Graphic by Nate Barton
In response to a student protest last year, it was announced through email on Jan. 30 that Pepperdine has decided to relocate the infamous “Columbus Statue” to the Florence campus. While this movement is meant to help promote an inclusive atmosphere that is reflective of the student body, I think that it completely shies away from the moral responsibility of the University: to fully educate students on the past so that horrific incidents are never repeated. As such, the “Columbus Statue” should remain on main campus.
During the protest back in October, a statement written by “Waves Against Columbus,” the organizing protest body, were handed out stating that the statue represents “a celebration of genocide and racial oppression,” and “an avoidance from wholly enhancing the inclusivity of Seaver College, particularly in recognition of Native American students, faculty and/or staff.” It’s not difficult to see the perspective of these students.
Christopher Columbus both directly and indirectly led to an unimaginable death toll on the Native American and indigenous populations. “By the time Christopher Columbus reached the Caribbean in 1492, historians estimate that there were 10 million indigenous peoples living in U.S. territory. But by 1900, the number had reduced to less than 300,000” according to “Atrocities Against Native Americans,” published by United to End Genocide. And many of those native peoples who did survive were subjected to indentured servitude, were raped or were forced to relocate.

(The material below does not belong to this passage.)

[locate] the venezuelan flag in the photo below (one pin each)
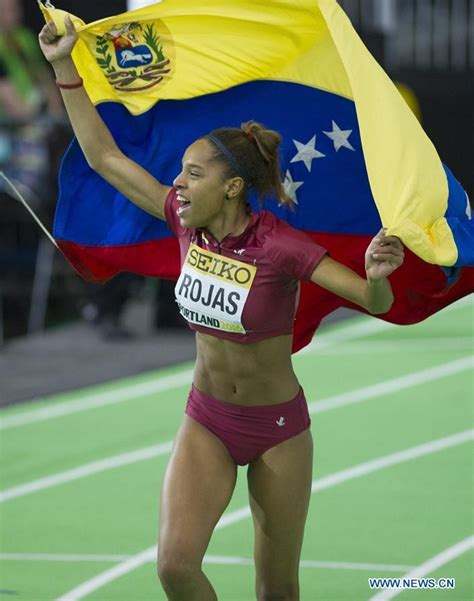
(354, 156)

While this knowledge is perhaps not as widespread as it should be, it is becoming an increasingly common narrative of the story of the United States. In his announcement email, President Andrew K. Benton wrote, “For years the story of Columbus and the fascinating exploration that brought him to the new world was taught in schools across America… Later, as the impact of the arrival of explorers was assessed more fully, especially as those impacts related to indigenous people, a different view formed. Today, for many, including those within our campus community, stories of conquest and the art associated therewith are painful reminders of loss and human tragedy.”

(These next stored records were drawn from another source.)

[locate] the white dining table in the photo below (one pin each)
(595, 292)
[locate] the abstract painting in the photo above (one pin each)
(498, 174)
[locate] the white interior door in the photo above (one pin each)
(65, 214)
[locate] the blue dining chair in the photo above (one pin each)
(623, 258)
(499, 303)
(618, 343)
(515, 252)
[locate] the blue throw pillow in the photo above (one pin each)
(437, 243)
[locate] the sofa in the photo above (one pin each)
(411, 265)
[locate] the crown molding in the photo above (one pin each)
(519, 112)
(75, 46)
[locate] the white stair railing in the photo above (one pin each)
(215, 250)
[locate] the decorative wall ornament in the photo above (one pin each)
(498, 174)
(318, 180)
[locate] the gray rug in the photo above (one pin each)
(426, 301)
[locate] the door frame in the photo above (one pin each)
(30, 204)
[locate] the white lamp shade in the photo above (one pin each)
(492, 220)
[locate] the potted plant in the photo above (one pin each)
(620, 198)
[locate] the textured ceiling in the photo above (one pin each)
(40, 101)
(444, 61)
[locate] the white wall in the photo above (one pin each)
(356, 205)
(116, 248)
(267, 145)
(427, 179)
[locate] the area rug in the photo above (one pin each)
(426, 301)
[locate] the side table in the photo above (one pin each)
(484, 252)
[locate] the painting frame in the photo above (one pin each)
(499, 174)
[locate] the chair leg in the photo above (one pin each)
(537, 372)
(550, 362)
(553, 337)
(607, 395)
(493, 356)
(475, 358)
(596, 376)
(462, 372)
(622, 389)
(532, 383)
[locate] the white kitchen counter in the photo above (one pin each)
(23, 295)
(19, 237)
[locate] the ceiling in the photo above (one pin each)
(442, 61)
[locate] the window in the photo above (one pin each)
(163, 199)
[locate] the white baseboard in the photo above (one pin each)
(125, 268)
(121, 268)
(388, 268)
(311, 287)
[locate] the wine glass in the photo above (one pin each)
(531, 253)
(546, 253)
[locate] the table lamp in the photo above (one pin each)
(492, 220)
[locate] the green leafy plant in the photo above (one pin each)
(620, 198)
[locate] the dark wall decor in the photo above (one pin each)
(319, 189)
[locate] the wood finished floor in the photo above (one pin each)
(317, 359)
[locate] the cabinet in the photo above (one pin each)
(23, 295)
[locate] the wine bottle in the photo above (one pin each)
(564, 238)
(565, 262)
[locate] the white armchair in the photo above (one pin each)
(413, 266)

President Benton has made the choice to remove the statue from campus, but I disagree with that decision. While up until recently Columbus may have been seen as a bright and shining figure of adventure, he now represents the destructive impact that an individual can have on millions of people. When we forget that, we run the risk of repeating our mistakes. The “Columbus Statue” should remain on main campus as a visual representation of a tragic, but real, past.